European Union desires inspection of motorcycles and shorter intervals for technical control of old automobiles.

According to EU transport commissioner Siim Kallas, road safety is enhanced by punishing cross-border violations and the new standard – emergency call sign system eCall. Even so, laws are no panacea for safer traffic. Chiefly, the issue is traffic culture.

At the end of last year, European transport ministers cut out several items of your proposal on vehicle inspection. This summer, European Parliament picked these up, again. How are the proceedings doing?

Transport ministers left out clauses regarding inspection of motorcycles and the norm for old cars to be checked more often. We desire that cars over six years old would undergo technical inspection every year; this is currently being discussed.

Council and parliament are in discussions and by year’s end the topics will have been decided. For us, it is most important that inspection of motorcycles will probably stay in there.

How are things with alcohol interlocks in EU?

These are not compulsory, yet.
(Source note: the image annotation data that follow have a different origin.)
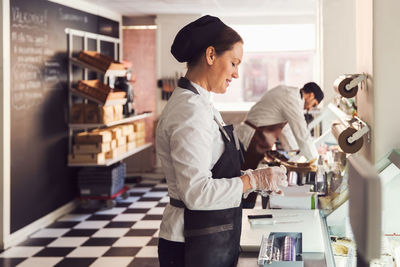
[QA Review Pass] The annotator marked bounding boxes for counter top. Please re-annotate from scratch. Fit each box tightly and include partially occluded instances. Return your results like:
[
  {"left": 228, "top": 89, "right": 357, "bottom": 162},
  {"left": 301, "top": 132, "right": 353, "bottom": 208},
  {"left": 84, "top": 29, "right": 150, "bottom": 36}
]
[{"left": 240, "top": 209, "right": 325, "bottom": 253}]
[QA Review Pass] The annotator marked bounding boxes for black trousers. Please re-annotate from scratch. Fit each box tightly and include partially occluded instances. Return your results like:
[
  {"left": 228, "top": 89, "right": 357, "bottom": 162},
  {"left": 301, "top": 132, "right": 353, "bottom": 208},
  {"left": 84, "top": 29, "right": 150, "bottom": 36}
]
[{"left": 158, "top": 238, "right": 185, "bottom": 267}]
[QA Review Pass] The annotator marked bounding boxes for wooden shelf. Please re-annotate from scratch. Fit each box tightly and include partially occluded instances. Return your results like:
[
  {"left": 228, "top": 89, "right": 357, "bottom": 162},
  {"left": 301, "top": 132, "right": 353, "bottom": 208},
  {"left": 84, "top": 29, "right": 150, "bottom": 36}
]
[
  {"left": 69, "top": 88, "right": 127, "bottom": 106},
  {"left": 68, "top": 143, "right": 153, "bottom": 167},
  {"left": 69, "top": 112, "right": 153, "bottom": 130},
  {"left": 69, "top": 57, "right": 127, "bottom": 77}
]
We have considered making them compulsory for buses; at the same time, we have to realise our role in its implementation. Member states well know the vitality of the topic; we are helping along with research, pointing out the benefits. Many states are already active users; in Finland, for instance, it is possible to have alcohol interlock installed after one is caught in drunk driving. With buses, especially school buses, it is quite widespread in Europe already.

Will the plan to have all new cars in EU equipped with eCall emergency system, by end of 2015, be realised?

I do believe so. Nobody has anything against that, there may be some time-delays for various reasons. The issue is its technical realisation and uniform standards. You will have a device installed on your car, reacting to accidents. The issue is: where will the signal go, which frequencies etc. These problems have already been solved.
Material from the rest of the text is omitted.